The main challenge of ensiling grasses and legumes in rainy regions is getting the plant moisture to the correct level to prevent clostridial fermentation. Under normal conditions (no drought) your grass or legume forages will be around 20 percent dry matter (80 percent moisture) as they're standing in the fields. The desired goal for ensiling is to get dry matter up around 35 to 40 percent. So there must be some wilting and moisture removal while in the windrow prior to chopping and packing.
However, too much wilting time has been found to be the main culprit in causing clostridial fermentation. Immediately after the plant has been cut, cellular respiration begins to consume the WSC, which is the very fuel it needs for proper fermentation. So there is a very fine line between letting it wilt long enough to get the moisture down and dry matter up and too much wilting, which starts to destroy the necessary carbohydrates for fermentation.
Clostridia spores are more easily destroyed by lactic acid in a drier environment, meaning higher dry matter. If the crop remains too wet, lactic acid is less effective in destroying clostridia, and the result is less effective and unstable fermentation acids, the worst of which is butyric acid and other problematic nitrogen compounds. If hay crops go into a bunk or a bale wetter than 50 percent, you can expect a lot of this vile-smelling compound.
The presence of even small amounts of butyric acid in haylage should be cause for concern for dairy producers. Butyric acid (also called butyrate) will be converted to ketones once consumed by the cow and, when in high enough levels, will cause ketosis. Due to its vile smell, cows will often decrease feed intakes of haylages and TMRs that are heavily contaminated with butyrate. The presence of excessive butyrate in the rumen means there is less propionate being made in the rumen, which is necessary for glucose production (the cow's primary energy source), as well as less acetate being made (the primary acid necessary for butterfat synthesis).
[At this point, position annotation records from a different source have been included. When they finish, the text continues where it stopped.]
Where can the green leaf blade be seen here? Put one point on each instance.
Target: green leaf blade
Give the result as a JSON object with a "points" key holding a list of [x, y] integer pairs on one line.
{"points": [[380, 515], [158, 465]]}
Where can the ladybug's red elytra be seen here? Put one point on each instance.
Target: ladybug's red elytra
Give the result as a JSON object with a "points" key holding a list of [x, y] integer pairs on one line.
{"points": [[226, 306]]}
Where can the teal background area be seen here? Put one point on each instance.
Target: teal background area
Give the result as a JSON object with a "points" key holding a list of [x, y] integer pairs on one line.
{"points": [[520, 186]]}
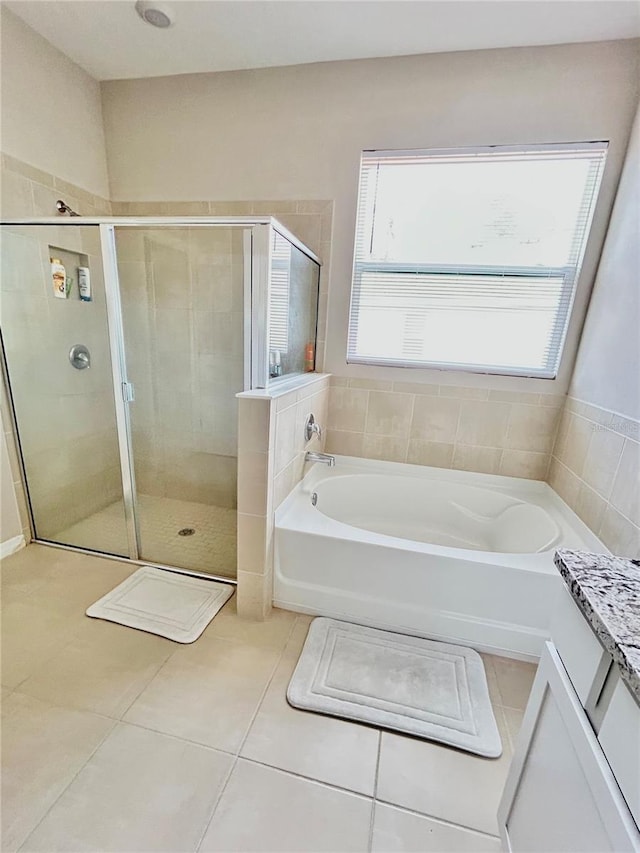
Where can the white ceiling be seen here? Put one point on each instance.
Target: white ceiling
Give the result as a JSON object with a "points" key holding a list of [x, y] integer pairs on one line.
{"points": [[110, 41]]}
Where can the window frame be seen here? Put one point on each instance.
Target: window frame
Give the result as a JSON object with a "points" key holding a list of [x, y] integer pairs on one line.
{"points": [[570, 273]]}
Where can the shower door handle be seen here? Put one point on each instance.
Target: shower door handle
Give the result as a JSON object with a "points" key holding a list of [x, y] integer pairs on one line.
{"points": [[128, 394]]}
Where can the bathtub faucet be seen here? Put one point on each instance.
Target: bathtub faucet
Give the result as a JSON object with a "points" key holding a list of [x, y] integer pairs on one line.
{"points": [[325, 458]]}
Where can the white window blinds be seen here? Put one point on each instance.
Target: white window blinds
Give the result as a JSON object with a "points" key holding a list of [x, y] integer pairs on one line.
{"points": [[468, 259]]}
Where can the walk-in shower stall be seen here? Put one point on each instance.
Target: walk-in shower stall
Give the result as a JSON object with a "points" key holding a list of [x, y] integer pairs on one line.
{"points": [[124, 395]]}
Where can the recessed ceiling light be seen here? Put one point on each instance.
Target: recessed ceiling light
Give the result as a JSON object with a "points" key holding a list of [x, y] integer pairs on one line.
{"points": [[152, 13]]}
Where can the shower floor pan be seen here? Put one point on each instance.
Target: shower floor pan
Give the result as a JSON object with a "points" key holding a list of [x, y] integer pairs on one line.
{"points": [[211, 548]]}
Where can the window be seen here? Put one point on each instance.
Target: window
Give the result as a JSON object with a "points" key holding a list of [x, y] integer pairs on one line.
{"points": [[467, 259]]}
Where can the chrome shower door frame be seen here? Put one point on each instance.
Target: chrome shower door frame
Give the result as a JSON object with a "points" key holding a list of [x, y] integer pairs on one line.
{"points": [[257, 273], [121, 385]]}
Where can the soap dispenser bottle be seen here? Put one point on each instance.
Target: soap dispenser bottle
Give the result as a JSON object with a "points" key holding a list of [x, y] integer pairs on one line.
{"points": [[59, 276]]}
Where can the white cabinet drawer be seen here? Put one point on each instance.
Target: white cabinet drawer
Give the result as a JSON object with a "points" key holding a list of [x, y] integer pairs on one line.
{"points": [[582, 654], [619, 737]]}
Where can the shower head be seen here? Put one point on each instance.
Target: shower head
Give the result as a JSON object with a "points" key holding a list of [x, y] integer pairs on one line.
{"points": [[62, 207], [154, 14]]}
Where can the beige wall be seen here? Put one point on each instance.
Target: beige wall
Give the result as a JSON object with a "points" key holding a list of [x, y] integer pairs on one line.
{"points": [[50, 108], [447, 426], [298, 132], [607, 371], [66, 417], [596, 460], [595, 468]]}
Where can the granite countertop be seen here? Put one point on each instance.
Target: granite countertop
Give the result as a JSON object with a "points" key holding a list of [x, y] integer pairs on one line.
{"points": [[607, 590]]}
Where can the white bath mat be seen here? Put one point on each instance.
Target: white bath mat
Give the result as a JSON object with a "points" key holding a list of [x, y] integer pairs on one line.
{"points": [[433, 690], [175, 606]]}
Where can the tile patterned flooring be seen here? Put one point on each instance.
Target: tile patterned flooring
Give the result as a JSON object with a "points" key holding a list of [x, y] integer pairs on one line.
{"points": [[116, 740], [211, 549]]}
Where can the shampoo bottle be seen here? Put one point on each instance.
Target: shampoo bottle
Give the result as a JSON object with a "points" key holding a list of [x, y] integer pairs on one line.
{"points": [[309, 358], [59, 275]]}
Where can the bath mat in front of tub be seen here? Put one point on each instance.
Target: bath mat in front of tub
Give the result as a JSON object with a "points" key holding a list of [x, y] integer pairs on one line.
{"points": [[419, 687], [160, 602]]}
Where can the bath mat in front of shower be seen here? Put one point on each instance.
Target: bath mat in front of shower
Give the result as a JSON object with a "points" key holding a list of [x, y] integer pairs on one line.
{"points": [[175, 606], [433, 690]]}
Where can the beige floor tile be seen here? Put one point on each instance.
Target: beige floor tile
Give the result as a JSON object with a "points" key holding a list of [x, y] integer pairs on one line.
{"points": [[319, 747], [71, 589], [31, 635], [65, 582], [103, 668], [208, 692], [514, 681], [140, 791], [267, 810], [273, 632], [43, 747], [442, 782], [398, 831], [211, 549], [492, 678]]}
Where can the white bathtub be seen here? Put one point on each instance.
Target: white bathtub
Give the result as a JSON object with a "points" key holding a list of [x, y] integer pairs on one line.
{"points": [[451, 555]]}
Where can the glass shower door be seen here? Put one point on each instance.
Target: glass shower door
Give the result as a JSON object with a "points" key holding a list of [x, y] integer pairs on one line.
{"points": [[182, 296], [57, 356]]}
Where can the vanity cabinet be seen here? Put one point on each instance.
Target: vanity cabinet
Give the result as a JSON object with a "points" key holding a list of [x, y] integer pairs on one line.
{"points": [[574, 782], [561, 795]]}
With so much at stake with high feed costs these days, being stuck with haylage that is high in butyric acid is a bad situation to be in. Haylage with butyric acid levels over 1 percent will almost certainly diminish milk production and/or components. For the really bad stuff, I'd say don't feed it to any of your animals ... throw it all out. A silage inoculant with lactic acid-forming bacteria is an absolute must when making fermented hay crops. Because the potential for clostridial fermentation is so high, don't fret about the extra cost, just do it. It will keep you out of trouble and pay for itself in the long run.
The author is a dairy nutritional consultant and works for Central Connecticut Cooperative Farmers Association in Manchester, Conn.